- Born: July 2, 1919
- Died: September 25, 2012 (aged 93)
- Education: Auburn University
- Scientific career
- Fields: Chemistry

= Paul B. Weisz =

American physicist and chemist (1919–2012)

Paul Burgan Weisz (July 2, 1919 – September 25, 2012) was a Czechoslovak-born American chemist, noted for his work on solid catalysts, which had a major impact on petroleum refining.

==Life==
Weisz was born July 2, 1919, in Plzeň, Czechoslovakia, the son of Alexander and Amalia Weisz. They moved to Berlin and finally emigrated to the United States in 1939.
He married and was survived by his wife, Rhoda, his son, Randy, and his daughter, Ingrid.
He died on September 25, 2012, in State College, Pennsylvania.

==Education==
Weisz studied physics at the Technische Hochschule in Charlottenburg (now Technische Universität Berlin) and then at the Alabama Polytechnic Institute, where he received a B.S. degree in 1940. He took a sabbatical from work and gained a doctorate at ETH Zurich in 1966.

==Work==
Weisz produced 91 US patents and more than 180 papers, many related to diffusion behavior, which he applied to solid catalysts, dyeing, and the movement of chemicals in cells.

===Early career===
While studying in Berlin, he also worked on Geiger counter instrumentation and cosmic ray measurements at the Institute of Cosmic Radiation Research. After graduating in the US, he carried out further work in these fields at the Bartol Research Foundation of the Franklin Institute and was seconded to MIT to help develop a long-range radio navigation system, LORAN. He also taught part-time at Swarthmore College.

===Mobil===
In 1946, he joined Mobil as a Research Assistant, turning his attention to diffusion and catalysis, eventually rising to become Manager of the Central Research Laboratory, and staying there until his retirement in 1984. It was there that he carried out the work which made him most famous. The development of shape-selective catalysts revolutionized many petroleum refining and chemical processes. A 1960 paper, "Intracrystalline and Molecular-Shape-Selective Catalysis by Zeolite Salts", coauthored with Vince Frilette, a Mobil colleague, became the foundation of shape-selective catalysis (which accelerated certain chemical reactions, but only for molecules of particular shape) and one of his most widely cited papers.
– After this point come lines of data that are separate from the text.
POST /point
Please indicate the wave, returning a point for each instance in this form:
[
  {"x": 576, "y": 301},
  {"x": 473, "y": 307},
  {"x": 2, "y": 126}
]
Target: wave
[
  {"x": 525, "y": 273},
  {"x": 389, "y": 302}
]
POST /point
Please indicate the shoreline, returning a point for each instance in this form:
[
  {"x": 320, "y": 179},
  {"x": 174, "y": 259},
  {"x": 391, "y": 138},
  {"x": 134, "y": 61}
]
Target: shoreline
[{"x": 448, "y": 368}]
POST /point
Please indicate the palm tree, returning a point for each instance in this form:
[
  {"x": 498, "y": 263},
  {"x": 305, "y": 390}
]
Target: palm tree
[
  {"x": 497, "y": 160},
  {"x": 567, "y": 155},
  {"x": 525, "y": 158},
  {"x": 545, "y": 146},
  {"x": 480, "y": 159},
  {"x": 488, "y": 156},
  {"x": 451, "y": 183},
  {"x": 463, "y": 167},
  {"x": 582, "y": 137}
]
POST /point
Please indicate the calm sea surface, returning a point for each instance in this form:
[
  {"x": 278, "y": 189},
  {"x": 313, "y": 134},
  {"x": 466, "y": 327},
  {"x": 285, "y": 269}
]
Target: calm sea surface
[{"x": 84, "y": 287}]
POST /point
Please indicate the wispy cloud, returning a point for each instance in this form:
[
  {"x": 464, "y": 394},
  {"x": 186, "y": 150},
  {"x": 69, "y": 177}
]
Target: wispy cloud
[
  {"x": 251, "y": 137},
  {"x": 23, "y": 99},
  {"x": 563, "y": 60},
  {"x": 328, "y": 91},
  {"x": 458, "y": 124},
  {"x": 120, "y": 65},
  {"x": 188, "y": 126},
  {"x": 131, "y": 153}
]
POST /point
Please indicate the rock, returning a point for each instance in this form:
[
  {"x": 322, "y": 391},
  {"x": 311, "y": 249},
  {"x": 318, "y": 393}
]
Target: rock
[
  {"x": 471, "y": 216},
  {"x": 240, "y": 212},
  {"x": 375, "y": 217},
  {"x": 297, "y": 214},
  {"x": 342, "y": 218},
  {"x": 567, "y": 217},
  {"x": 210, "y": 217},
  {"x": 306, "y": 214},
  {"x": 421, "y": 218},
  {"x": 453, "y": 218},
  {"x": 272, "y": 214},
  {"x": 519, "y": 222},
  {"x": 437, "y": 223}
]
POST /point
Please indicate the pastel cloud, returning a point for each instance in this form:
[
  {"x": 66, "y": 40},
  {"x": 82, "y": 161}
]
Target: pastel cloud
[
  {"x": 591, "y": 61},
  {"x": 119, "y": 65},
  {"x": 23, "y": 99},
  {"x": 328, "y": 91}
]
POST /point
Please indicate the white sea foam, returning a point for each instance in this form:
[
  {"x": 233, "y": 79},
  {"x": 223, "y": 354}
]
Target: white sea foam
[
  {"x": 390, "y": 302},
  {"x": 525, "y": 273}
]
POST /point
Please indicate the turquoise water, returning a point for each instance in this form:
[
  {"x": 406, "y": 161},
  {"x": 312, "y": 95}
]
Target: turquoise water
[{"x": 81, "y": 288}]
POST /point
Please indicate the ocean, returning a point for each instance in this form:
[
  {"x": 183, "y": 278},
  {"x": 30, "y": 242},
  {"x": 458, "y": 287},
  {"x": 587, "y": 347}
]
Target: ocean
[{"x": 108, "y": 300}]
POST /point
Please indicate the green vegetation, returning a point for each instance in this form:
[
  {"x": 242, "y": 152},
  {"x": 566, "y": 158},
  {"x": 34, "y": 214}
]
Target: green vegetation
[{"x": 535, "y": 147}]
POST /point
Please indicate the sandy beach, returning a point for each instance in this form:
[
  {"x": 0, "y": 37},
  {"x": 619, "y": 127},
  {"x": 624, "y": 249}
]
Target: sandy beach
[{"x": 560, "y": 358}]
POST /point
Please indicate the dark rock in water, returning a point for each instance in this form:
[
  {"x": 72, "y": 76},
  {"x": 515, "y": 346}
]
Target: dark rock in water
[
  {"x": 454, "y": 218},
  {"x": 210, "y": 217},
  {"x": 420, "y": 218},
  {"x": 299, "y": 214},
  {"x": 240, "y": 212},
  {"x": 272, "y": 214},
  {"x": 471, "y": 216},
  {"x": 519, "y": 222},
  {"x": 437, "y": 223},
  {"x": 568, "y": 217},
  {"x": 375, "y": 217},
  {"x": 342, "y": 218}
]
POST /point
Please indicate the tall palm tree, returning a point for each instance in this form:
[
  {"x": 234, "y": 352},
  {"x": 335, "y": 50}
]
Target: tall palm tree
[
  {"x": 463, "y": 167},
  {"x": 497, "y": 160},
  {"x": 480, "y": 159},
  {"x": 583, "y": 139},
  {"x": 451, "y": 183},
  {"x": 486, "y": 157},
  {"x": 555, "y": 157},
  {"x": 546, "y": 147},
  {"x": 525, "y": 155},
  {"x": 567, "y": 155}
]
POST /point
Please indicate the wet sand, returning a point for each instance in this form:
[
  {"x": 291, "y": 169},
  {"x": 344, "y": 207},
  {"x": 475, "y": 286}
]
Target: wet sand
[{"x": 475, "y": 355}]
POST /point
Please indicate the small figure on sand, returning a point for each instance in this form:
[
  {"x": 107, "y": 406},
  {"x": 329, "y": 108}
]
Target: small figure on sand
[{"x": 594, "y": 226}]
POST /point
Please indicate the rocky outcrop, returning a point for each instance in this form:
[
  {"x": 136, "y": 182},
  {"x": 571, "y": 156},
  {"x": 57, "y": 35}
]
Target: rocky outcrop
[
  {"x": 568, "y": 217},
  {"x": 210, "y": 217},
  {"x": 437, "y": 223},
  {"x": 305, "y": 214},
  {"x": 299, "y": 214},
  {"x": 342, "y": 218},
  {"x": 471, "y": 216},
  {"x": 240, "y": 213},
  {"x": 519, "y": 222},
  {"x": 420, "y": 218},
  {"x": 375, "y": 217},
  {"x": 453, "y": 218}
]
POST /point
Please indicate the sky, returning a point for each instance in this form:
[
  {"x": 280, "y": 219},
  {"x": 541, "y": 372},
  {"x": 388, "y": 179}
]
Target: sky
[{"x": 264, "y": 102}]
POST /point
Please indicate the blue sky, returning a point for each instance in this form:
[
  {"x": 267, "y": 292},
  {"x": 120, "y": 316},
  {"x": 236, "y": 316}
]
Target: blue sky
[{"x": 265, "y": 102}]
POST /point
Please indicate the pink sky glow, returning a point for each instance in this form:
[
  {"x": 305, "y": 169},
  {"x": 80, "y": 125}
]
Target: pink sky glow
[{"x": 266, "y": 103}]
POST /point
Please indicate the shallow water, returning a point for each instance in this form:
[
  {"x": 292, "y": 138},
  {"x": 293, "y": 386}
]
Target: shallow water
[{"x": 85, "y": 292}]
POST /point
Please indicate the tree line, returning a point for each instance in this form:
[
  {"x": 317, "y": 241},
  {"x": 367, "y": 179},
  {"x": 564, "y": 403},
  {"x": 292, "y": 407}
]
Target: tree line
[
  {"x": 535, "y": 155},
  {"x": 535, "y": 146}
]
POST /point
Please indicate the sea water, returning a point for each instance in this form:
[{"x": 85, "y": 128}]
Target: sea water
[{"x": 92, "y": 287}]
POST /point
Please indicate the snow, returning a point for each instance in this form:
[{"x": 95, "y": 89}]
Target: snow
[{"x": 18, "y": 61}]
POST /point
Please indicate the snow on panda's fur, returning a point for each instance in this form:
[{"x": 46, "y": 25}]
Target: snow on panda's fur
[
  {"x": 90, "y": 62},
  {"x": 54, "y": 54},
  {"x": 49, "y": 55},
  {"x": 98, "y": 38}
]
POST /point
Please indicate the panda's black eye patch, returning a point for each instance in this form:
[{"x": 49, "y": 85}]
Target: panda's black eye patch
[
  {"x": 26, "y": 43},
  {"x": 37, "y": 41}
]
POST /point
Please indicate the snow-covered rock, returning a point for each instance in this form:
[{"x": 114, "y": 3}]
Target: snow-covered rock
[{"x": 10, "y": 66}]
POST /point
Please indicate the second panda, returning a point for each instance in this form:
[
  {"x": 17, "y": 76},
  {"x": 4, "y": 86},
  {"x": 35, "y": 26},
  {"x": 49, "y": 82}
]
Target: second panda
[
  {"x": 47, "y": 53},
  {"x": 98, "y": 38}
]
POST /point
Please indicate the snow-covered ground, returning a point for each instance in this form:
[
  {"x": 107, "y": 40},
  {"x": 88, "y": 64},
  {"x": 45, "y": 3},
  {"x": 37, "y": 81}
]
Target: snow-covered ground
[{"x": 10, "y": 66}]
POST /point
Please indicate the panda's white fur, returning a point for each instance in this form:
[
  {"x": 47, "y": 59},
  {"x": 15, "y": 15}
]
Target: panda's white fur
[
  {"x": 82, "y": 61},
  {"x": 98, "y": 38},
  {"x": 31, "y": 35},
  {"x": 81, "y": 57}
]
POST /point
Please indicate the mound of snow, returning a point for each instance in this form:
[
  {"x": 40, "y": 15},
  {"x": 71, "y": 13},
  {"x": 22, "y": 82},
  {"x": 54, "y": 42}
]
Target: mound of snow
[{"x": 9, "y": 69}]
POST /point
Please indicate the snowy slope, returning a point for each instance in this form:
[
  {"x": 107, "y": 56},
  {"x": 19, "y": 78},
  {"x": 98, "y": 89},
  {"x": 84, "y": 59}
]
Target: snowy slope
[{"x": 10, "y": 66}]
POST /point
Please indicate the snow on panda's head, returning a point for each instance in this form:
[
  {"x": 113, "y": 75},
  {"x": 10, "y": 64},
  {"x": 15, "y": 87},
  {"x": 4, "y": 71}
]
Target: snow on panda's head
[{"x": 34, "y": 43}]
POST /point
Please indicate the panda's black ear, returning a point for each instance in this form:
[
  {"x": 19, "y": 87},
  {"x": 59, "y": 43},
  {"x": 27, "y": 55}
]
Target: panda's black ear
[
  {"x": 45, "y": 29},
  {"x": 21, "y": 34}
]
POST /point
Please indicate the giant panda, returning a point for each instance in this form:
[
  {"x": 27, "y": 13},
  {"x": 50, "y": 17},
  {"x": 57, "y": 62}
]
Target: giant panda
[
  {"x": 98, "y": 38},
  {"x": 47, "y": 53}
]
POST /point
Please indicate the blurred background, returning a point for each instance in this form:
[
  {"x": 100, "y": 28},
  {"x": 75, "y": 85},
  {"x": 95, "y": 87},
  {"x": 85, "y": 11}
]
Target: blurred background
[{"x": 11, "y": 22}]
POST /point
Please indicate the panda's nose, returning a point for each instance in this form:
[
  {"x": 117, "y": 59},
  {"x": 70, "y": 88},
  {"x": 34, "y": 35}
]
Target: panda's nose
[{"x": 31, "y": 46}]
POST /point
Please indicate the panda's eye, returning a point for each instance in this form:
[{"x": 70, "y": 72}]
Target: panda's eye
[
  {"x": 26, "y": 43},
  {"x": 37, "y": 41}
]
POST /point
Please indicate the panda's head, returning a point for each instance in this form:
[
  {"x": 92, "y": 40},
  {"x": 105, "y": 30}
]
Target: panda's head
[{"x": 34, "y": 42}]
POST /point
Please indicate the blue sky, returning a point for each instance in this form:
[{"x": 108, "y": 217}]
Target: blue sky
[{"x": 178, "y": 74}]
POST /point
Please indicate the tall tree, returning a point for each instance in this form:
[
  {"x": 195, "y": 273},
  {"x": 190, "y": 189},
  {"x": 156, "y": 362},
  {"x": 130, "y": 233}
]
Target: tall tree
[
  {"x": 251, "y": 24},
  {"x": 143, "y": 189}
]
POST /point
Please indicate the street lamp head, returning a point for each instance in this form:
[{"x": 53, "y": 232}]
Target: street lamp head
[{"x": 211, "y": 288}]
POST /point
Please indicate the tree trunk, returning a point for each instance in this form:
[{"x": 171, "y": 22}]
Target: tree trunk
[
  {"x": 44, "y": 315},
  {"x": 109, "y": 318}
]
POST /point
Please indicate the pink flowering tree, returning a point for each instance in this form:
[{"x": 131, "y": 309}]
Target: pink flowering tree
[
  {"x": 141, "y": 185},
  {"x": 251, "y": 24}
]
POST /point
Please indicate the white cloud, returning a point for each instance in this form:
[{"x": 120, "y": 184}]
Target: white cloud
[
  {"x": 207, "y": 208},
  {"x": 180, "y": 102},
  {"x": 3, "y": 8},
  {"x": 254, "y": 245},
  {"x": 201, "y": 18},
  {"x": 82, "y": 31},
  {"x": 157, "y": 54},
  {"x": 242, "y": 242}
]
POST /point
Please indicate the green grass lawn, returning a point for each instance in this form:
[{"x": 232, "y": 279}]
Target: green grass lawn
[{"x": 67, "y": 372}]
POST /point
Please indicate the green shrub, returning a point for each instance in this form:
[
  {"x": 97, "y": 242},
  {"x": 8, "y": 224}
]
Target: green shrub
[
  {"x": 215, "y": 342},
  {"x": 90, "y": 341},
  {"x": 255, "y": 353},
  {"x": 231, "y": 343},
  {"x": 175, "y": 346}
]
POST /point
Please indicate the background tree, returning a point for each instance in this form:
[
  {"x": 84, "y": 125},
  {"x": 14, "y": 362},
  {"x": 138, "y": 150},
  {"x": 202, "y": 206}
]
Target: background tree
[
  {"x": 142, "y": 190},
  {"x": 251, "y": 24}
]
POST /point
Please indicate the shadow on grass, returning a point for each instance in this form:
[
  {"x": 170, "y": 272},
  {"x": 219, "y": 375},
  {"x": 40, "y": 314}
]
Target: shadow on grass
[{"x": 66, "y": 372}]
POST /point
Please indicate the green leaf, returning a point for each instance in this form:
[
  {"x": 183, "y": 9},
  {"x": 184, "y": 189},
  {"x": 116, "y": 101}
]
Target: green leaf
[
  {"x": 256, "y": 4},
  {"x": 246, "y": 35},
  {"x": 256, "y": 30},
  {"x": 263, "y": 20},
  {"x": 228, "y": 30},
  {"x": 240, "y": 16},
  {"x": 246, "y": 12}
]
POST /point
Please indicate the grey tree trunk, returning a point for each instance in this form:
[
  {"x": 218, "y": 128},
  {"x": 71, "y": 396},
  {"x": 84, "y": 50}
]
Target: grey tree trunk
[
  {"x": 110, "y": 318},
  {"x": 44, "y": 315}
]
Processes based on this and subsequent work were first commercialized in the early 1960s.

The company permitted him a sabbatical period from 1964 to 1966 at ETH Zurich, where he earned a doctorate, setting the foundation for some of the fundamental laws of diffusion in dyeing.

===Academic career===
From 1974 to 1976, he was a visiting professor at Princeton University. From 1983 on, he was a distinguished professor of chemical and bio-engineering at the University of Pennsylvania. Since 1993, he has been an adjunct professor in chemical engineering at Pennsylvania State University. In this period, he applied chemical and physical principles to biomedical research, including work with Madeleine M. Joullié on the synthesis of a molecule equivalent to heparin which avoided the dangerous side-effects of the natural molecule.

==Honors==
- 1972 E. V. Murphree Award in Industrial and Engineering Chemistry, American Chemical Society
- 1974 Pioneer Award, American Institute of Chemists
- 1977 Leo Friend Award, American Chemical Society
- 1977 Elected member, US National Academy of Engineering for “Contributions in pioneering the use of molecular sieves as cracking catalysts for petroleum hydrocarbons.”
- 1978 R. H. Wilhelm Award, American Institute of Chemical Engineers
- 1980 Honorary Doctorate (ScD, technological science), ETH Zurich
- 1983 Lavoisier Medal, Société Chimique de France
- 1983 Langmuir Distinguished Lecturer Award, American Chemical Society
- 1985 Perkin Medal, Society of Chemical Industry
- 1986 Chemistry of Contemporary Technological Problems Award, American Chemical Society
- 1987 Carothers Award, American Chemical Society
- 1988 DGKM Kollegium Award (Germany)
- 1992 US National Medal of Technology and Innovation "For his basic discoveries and management in the field of zeolite catalysis, in conjunction with his colleagues at Mobil Corporation, leading to chemical and petroleum technologies now producing products valued at billions of dollars per year."